La protection de l'eau, un enjeu électoral

Les résidents de Clearwater s'organisent pour protéger la rivière


Site de forage de puits près de la rivière Clearwater

Les résidents du comté de Clearwater en Alberta mènent une lutte pour protéger la rivière Clearwater, un affluent de la rivière Saskatchewan du Nord qui alimente les Prairies en eau potable pour les Prairies. La rivière Clearwater est située près de Rocky Mountain House au centre de l'Alberta.

En mars 2018, le géant mondial de l'énergie Repsol Oil and Gas Inc.[1] a sollicité un permis de 10 ans à l'Agence de réglementation de l'Alberta (ARA) pour la dérivation de près de 1,8 milliard de litres d'eau par année, sans compter d'autres permis temporaires liés à la rivière Clearwater. L'eau doit servir à des fins de fracturation hydraulique (fracking) et au forage de 280 puits sur 18 ans.
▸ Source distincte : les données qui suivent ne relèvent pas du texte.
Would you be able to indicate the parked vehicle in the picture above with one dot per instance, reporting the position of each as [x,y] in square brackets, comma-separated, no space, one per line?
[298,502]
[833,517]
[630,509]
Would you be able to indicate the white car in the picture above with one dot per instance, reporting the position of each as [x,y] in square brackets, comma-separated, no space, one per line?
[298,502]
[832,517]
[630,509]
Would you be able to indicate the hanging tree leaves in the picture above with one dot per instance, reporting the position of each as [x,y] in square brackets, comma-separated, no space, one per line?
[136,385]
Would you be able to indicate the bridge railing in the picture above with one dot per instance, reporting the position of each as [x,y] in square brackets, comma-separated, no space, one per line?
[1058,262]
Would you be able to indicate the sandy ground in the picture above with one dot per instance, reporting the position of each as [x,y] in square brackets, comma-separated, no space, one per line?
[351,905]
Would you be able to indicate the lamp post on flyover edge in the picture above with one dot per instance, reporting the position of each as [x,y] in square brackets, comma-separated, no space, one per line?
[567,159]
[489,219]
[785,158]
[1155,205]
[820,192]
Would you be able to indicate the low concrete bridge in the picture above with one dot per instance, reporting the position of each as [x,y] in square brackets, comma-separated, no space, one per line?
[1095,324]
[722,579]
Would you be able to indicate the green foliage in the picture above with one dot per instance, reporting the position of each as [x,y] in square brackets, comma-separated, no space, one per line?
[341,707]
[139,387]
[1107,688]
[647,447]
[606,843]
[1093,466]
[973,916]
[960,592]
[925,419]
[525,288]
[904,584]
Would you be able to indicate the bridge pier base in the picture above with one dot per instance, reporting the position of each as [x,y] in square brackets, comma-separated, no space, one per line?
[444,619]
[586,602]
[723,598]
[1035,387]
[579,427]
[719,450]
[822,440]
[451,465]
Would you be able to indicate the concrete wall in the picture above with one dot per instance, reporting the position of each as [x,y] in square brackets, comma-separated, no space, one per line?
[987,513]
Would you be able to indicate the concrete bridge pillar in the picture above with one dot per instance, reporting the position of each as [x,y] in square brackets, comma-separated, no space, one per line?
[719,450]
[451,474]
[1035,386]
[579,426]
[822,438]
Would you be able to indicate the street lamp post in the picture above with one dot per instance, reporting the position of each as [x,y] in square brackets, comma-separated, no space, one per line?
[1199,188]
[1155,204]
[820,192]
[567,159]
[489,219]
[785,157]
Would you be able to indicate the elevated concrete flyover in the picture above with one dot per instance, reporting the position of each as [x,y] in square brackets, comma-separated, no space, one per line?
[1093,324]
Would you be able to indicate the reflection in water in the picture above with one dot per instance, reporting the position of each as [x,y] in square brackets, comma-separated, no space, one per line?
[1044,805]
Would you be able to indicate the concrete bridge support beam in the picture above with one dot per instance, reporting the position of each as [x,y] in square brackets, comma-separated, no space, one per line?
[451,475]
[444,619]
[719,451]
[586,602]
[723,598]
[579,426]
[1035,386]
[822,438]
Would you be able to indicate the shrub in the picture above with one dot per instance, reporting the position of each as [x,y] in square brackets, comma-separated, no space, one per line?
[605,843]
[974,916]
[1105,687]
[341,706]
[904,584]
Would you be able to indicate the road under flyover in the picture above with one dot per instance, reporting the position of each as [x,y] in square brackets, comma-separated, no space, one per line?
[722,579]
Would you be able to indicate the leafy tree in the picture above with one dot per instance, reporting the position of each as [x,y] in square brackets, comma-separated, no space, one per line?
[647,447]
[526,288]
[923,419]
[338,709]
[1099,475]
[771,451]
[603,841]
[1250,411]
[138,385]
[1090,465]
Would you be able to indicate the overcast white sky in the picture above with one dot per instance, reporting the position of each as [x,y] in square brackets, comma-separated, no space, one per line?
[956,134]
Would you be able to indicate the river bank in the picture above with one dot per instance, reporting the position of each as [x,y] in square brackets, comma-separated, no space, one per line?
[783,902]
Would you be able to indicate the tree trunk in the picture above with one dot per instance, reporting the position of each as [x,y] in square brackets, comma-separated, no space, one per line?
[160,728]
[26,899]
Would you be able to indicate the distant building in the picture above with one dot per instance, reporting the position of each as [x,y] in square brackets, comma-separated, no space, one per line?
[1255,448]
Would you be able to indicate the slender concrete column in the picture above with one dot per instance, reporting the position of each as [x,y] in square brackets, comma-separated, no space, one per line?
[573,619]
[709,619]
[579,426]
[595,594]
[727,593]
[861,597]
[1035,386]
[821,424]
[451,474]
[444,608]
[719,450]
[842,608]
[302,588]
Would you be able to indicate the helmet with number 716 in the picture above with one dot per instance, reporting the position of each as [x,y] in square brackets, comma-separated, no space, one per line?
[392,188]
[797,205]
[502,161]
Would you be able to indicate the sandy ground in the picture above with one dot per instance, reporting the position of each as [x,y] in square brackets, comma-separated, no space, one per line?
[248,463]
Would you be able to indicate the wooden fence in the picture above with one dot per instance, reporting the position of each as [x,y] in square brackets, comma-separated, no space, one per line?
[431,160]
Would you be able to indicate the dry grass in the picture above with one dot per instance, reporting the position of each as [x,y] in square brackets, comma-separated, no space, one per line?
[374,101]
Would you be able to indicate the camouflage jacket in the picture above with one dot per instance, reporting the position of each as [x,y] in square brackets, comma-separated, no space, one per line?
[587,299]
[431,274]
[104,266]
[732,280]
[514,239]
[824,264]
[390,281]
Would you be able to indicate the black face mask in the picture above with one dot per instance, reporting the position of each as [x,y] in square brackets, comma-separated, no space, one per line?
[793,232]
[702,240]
Les résidents font valoir que ce volume d'eau serait supérieur au volume total de toutes les exploitations de fracturation hydraulique au pays.

Des organisateurs du groupe formé pour protéger l'eau soulignent que leur communauté n'a même pas été avisée de la demande de la compagnie puisqu'ils n'étaient pas perçus comme des « partenaires directs », ce qui expose comment la notion même de l'intérêt public est absente de la législation touchant aux agences de réglementation et comment les autorités ont le pouvoir arbitraire de décider quand et même s'ils aviseront le public si une demande leur a été faite.

Deux femmes qui vivent dans la région depuis plusieurs années ont décidé de frapper aux portes et d'informer leurs voisins lorsqu'elles ont pris connaissance de la demande de Repsol. Grâce à leurs efforts, plus de cinquante résidents se sont rassemblés pour s'opposer à la demande et pour exhorter la province à exiger de Repsol qu'elle utilise des eaux usées recyclées.

Les organisatrices font valoir que les gens s'unissent dans l'action, peu importe leurs « couleurs politiques » pour protéger un aquifère et un important approvisionnement d'eau. Elles expliquent qu'elles ne s'opposent pas à l'industrie du gaz et du pétrole, puisque dans leurs rangs militent des gens qui ont travaillé dans l'industrie toute leur vie. « Je n'ai jamais dit que j'étais contre l'industrie pétrolière. Tout ce que je sais c'est que nous ne pouvons vivre sans eau potable », a dit un activiste.

L'agence de réglementation a rejeté les préoccupations des résidents et approuvé la demande de Repsol en janvier 2019. Environnement Alberta a défendu la décision. Il a affirmé que « les permis autorisant la dérivation des eaux sont accordés aux demandeurs lorsqu'il y a suffisamment d'eau pour répondre aux besoins de l'écosystème et aux droits des détenteurs de permis ».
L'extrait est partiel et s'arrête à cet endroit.